MANIFESTAZIONI CONTRO GLI IMMIGRATI: I SETTIMANALI DIOCESANI NON CI STANNO

“Il grazie di Bossi non ci interessa molto. Il federalismo che chiediamo non è chiusura egoistica, secessione, rifiuto dell’altro, del povero, di chi si trova nel disagio. Bensì è apertura, disponibilità alla collaborazione, solidarietà”, così don Dionisio Rossi, direttore del settimanale della diocesi di Treviso, “La vita del popolo”, commenta la recente manifestazione della Lega contro gli immigrati.
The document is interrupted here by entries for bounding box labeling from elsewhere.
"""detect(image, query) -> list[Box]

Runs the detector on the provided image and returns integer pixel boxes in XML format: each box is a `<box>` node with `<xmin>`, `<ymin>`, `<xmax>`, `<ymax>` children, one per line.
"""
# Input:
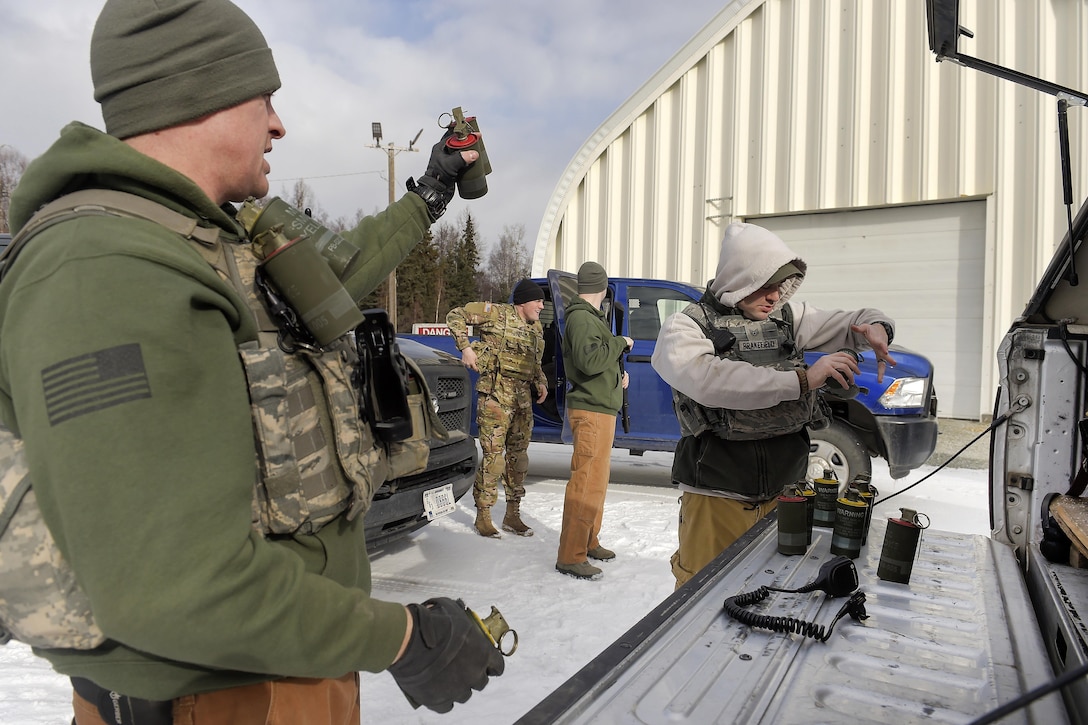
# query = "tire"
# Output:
<box><xmin>808</xmin><ymin>420</ymin><xmax>873</xmax><ymax>481</ymax></box>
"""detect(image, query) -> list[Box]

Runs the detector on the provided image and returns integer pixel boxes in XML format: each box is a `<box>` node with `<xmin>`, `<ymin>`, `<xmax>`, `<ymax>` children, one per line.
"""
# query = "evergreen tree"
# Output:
<box><xmin>397</xmin><ymin>232</ymin><xmax>445</xmax><ymax>332</ymax></box>
<box><xmin>482</xmin><ymin>224</ymin><xmax>529</xmax><ymax>302</ymax></box>
<box><xmin>445</xmin><ymin>211</ymin><xmax>480</xmax><ymax>310</ymax></box>
<box><xmin>0</xmin><ymin>144</ymin><xmax>29</xmax><ymax>233</ymax></box>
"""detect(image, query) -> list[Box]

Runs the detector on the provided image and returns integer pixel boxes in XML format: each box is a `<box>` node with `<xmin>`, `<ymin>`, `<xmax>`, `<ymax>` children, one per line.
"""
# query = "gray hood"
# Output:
<box><xmin>710</xmin><ymin>222</ymin><xmax>808</xmax><ymax>309</ymax></box>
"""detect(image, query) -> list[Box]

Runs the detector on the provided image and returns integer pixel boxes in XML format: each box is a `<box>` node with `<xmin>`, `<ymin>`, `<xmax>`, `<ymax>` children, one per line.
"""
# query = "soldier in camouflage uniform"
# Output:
<box><xmin>653</xmin><ymin>223</ymin><xmax>895</xmax><ymax>587</ymax></box>
<box><xmin>0</xmin><ymin>0</ymin><xmax>503</xmax><ymax>725</ymax></box>
<box><xmin>446</xmin><ymin>280</ymin><xmax>547</xmax><ymax>539</ymax></box>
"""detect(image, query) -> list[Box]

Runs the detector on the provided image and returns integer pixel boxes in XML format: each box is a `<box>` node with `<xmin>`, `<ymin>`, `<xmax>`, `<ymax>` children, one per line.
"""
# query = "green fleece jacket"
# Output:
<box><xmin>562</xmin><ymin>297</ymin><xmax>627</xmax><ymax>416</ymax></box>
<box><xmin>0</xmin><ymin>124</ymin><xmax>428</xmax><ymax>699</ymax></box>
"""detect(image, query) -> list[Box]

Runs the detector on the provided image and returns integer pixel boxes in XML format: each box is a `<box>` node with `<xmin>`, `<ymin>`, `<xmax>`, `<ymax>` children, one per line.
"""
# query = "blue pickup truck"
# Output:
<box><xmin>400</xmin><ymin>270</ymin><xmax>937</xmax><ymax>480</ymax></box>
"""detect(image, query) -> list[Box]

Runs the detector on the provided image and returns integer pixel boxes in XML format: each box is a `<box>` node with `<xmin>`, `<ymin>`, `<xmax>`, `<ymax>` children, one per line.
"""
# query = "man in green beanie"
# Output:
<box><xmin>446</xmin><ymin>280</ymin><xmax>547</xmax><ymax>539</ymax></box>
<box><xmin>0</xmin><ymin>0</ymin><xmax>503</xmax><ymax>725</ymax></box>
<box><xmin>555</xmin><ymin>261</ymin><xmax>634</xmax><ymax>579</ymax></box>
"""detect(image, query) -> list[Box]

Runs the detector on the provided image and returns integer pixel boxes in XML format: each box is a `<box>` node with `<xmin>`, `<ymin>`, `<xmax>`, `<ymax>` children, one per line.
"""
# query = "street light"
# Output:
<box><xmin>368</xmin><ymin>121</ymin><xmax>415</xmax><ymax>331</ymax></box>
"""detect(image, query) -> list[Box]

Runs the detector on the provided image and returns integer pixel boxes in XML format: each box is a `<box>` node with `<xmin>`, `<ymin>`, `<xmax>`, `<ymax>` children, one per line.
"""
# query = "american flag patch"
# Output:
<box><xmin>41</xmin><ymin>343</ymin><xmax>151</xmax><ymax>426</ymax></box>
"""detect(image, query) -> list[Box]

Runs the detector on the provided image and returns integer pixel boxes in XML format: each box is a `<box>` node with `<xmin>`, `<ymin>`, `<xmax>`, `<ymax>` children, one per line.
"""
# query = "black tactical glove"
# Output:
<box><xmin>390</xmin><ymin>597</ymin><xmax>506</xmax><ymax>713</ymax></box>
<box><xmin>406</xmin><ymin>130</ymin><xmax>474</xmax><ymax>223</ymax></box>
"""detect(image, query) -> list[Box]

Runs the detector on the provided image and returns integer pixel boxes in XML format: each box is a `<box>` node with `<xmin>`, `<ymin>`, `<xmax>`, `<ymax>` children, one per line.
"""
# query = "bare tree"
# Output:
<box><xmin>0</xmin><ymin>144</ymin><xmax>29</xmax><ymax>233</ymax></box>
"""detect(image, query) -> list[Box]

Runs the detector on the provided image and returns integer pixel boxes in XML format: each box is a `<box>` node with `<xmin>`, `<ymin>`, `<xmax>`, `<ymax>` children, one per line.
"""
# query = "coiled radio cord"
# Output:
<box><xmin>722</xmin><ymin>587</ymin><xmax>869</xmax><ymax>642</ymax></box>
<box><xmin>721</xmin><ymin>556</ymin><xmax>869</xmax><ymax>642</ymax></box>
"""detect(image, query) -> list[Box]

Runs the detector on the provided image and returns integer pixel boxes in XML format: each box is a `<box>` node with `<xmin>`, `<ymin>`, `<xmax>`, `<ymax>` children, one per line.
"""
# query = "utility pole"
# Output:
<box><xmin>367</xmin><ymin>121</ymin><xmax>423</xmax><ymax>332</ymax></box>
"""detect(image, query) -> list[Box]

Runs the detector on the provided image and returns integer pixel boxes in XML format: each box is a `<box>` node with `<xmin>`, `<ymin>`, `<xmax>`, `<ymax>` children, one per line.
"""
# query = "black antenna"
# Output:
<box><xmin>1058</xmin><ymin>96</ymin><xmax>1078</xmax><ymax>287</ymax></box>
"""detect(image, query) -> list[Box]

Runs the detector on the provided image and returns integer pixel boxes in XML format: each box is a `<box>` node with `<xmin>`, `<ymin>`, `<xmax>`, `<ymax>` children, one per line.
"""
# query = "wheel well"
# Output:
<box><xmin>830</xmin><ymin>401</ymin><xmax>888</xmax><ymax>459</ymax></box>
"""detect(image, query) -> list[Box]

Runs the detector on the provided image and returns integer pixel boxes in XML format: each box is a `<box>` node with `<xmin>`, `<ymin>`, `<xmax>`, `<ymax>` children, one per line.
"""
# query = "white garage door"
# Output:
<box><xmin>751</xmin><ymin>201</ymin><xmax>992</xmax><ymax>420</ymax></box>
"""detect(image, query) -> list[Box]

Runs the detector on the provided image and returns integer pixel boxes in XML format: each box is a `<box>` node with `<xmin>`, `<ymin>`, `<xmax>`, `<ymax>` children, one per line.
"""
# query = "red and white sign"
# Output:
<box><xmin>411</xmin><ymin>322</ymin><xmax>449</xmax><ymax>335</ymax></box>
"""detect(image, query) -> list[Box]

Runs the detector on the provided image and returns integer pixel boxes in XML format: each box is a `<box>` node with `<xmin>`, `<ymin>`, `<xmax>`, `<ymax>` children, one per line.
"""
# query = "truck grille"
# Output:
<box><xmin>424</xmin><ymin>369</ymin><xmax>471</xmax><ymax>433</ymax></box>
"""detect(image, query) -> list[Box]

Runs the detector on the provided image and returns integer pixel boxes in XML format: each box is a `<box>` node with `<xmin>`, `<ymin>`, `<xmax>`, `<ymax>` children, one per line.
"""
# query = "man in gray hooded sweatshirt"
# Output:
<box><xmin>653</xmin><ymin>222</ymin><xmax>895</xmax><ymax>587</ymax></box>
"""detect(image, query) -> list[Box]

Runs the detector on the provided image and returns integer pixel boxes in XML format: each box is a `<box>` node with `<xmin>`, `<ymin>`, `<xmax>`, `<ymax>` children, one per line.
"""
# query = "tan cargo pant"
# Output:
<box><xmin>671</xmin><ymin>491</ymin><xmax>778</xmax><ymax>589</ymax></box>
<box><xmin>72</xmin><ymin>673</ymin><xmax>360</xmax><ymax>725</ymax></box>
<box><xmin>556</xmin><ymin>408</ymin><xmax>616</xmax><ymax>564</ymax></box>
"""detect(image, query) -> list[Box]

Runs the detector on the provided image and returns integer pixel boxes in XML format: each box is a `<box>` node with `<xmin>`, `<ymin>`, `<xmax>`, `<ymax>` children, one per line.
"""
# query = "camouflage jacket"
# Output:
<box><xmin>446</xmin><ymin>302</ymin><xmax>547</xmax><ymax>407</ymax></box>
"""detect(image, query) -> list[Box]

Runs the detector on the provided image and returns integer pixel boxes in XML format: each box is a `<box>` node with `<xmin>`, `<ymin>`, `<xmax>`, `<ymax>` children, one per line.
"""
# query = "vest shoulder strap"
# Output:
<box><xmin>0</xmin><ymin>188</ymin><xmax>220</xmax><ymax>279</ymax></box>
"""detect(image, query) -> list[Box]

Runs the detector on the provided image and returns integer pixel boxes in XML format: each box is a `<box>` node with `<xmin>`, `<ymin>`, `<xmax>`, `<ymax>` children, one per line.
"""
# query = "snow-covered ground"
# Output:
<box><xmin>0</xmin><ymin>443</ymin><xmax>989</xmax><ymax>725</ymax></box>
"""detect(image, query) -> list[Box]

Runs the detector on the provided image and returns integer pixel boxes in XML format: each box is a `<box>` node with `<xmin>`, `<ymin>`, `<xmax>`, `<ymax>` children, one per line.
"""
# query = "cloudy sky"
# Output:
<box><xmin>0</xmin><ymin>0</ymin><xmax>727</xmax><ymax>251</ymax></box>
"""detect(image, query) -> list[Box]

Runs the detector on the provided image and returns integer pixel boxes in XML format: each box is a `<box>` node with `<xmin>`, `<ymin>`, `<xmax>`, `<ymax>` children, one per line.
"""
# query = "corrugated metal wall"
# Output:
<box><xmin>533</xmin><ymin>0</ymin><xmax>1088</xmax><ymax>387</ymax></box>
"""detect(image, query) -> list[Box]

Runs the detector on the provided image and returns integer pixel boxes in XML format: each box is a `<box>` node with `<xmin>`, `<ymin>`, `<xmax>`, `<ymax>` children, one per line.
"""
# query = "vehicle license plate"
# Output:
<box><xmin>423</xmin><ymin>483</ymin><xmax>457</xmax><ymax>521</ymax></box>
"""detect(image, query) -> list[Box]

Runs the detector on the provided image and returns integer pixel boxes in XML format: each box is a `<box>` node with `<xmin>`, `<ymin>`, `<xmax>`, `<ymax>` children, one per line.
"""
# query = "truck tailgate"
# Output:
<box><xmin>519</xmin><ymin>516</ymin><xmax>1068</xmax><ymax>725</ymax></box>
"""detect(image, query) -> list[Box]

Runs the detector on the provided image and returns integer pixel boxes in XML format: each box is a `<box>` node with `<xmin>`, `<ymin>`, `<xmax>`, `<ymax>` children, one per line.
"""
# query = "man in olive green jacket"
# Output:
<box><xmin>0</xmin><ymin>0</ymin><xmax>502</xmax><ymax>725</ymax></box>
<box><xmin>555</xmin><ymin>261</ymin><xmax>634</xmax><ymax>579</ymax></box>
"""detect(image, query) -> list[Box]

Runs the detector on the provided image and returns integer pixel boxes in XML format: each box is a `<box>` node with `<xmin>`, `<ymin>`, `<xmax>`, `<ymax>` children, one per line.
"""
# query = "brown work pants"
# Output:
<box><xmin>671</xmin><ymin>491</ymin><xmax>778</xmax><ymax>589</ymax></box>
<box><xmin>556</xmin><ymin>409</ymin><xmax>616</xmax><ymax>564</ymax></box>
<box><xmin>72</xmin><ymin>673</ymin><xmax>360</xmax><ymax>725</ymax></box>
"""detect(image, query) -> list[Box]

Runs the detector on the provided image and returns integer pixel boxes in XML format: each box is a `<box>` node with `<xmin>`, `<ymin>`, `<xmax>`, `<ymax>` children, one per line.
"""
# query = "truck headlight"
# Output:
<box><xmin>879</xmin><ymin>378</ymin><xmax>926</xmax><ymax>408</ymax></box>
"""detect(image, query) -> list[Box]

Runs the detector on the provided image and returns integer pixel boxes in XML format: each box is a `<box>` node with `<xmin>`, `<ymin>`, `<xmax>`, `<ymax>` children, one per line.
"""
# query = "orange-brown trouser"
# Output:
<box><xmin>671</xmin><ymin>491</ymin><xmax>778</xmax><ymax>589</ymax></box>
<box><xmin>72</xmin><ymin>673</ymin><xmax>360</xmax><ymax>725</ymax></box>
<box><xmin>556</xmin><ymin>408</ymin><xmax>616</xmax><ymax>564</ymax></box>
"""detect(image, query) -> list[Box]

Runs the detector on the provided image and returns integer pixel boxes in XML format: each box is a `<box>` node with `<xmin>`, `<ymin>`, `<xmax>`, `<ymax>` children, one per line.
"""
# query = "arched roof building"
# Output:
<box><xmin>533</xmin><ymin>0</ymin><xmax>1088</xmax><ymax>419</ymax></box>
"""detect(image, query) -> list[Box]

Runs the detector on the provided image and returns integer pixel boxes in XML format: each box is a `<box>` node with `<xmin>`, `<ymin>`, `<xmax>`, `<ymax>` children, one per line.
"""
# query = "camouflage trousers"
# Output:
<box><xmin>472</xmin><ymin>395</ymin><xmax>533</xmax><ymax>508</ymax></box>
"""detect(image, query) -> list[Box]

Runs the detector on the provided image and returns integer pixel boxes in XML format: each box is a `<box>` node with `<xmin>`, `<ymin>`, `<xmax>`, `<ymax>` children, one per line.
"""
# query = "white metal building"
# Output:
<box><xmin>533</xmin><ymin>0</ymin><xmax>1088</xmax><ymax>419</ymax></box>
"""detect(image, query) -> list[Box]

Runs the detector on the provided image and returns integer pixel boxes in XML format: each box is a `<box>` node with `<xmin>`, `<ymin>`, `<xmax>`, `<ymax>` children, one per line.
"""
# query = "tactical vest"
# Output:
<box><xmin>0</xmin><ymin>189</ymin><xmax>437</xmax><ymax>649</ymax></box>
<box><xmin>672</xmin><ymin>303</ymin><xmax>825</xmax><ymax>441</ymax></box>
<box><xmin>466</xmin><ymin>305</ymin><xmax>544</xmax><ymax>394</ymax></box>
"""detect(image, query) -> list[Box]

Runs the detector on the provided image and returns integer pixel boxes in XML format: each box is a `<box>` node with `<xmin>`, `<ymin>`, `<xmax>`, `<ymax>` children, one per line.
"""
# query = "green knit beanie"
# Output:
<box><xmin>578</xmin><ymin>262</ymin><xmax>608</xmax><ymax>295</ymax></box>
<box><xmin>90</xmin><ymin>0</ymin><xmax>280</xmax><ymax>138</ymax></box>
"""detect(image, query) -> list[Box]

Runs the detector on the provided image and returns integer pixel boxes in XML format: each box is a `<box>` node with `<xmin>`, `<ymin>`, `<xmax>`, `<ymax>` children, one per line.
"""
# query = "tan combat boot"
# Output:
<box><xmin>503</xmin><ymin>500</ymin><xmax>533</xmax><ymax>537</ymax></box>
<box><xmin>475</xmin><ymin>506</ymin><xmax>503</xmax><ymax>539</ymax></box>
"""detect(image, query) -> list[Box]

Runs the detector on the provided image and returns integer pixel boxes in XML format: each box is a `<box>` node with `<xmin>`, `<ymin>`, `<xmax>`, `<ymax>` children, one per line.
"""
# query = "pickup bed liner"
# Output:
<box><xmin>518</xmin><ymin>515</ymin><xmax>1068</xmax><ymax>725</ymax></box>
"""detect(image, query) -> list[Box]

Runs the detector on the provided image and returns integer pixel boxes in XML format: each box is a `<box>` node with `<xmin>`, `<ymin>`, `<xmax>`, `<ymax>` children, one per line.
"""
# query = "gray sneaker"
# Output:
<box><xmin>555</xmin><ymin>562</ymin><xmax>604</xmax><ymax>580</ymax></box>
<box><xmin>586</xmin><ymin>546</ymin><xmax>616</xmax><ymax>562</ymax></box>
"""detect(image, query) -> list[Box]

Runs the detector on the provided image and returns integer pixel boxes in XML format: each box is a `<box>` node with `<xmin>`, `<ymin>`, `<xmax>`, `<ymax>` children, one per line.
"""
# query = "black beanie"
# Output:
<box><xmin>512</xmin><ymin>275</ymin><xmax>544</xmax><ymax>305</ymax></box>
<box><xmin>90</xmin><ymin>0</ymin><xmax>280</xmax><ymax>138</ymax></box>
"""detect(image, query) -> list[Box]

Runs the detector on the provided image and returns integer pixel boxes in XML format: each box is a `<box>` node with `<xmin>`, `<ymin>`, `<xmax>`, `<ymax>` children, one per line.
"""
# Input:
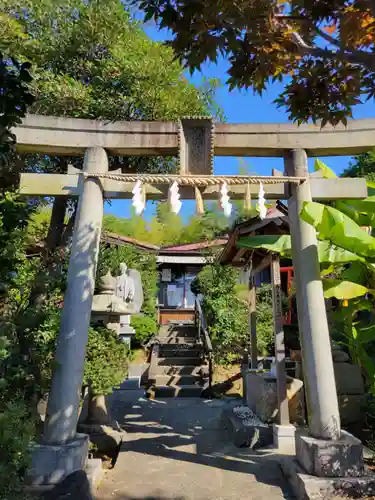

Bossi ha anche ringraziato le diocesi del Triveneto per l’appello a favore del “federalismo solidale”, lanciato dalle pagine dei settimanali nei giorni scorsi. Ma secondo il direttore del settimanale della diocesi di Treviso, “Bossi non ha capito lo spirito del nostro intervento: per noi il federalismo deve coniugarsi con l’entrata in Europa e con una società aperta al diverso. Non si può parlare di federalismo e marciare contro gli immigrati”. Per don Dionisio Rossi “non bisogna strumentalizzare dal punto di vista politico problemi che toccano migliaia di persone, come quello dell’immigrazione. Bisogna invece cercare delle soluzioni, certo non facili ma per le quali occorre l’impegno del governo e delle categorie interessate”. La Chiesa, da parte sua, è chiamata a compiere “un lento e difficile lavoro di educazione al rispetto e alla tolleranza, senza imporre alle comunità cristiane dei comportamenti, ma aiutandole a crescere e a capire”.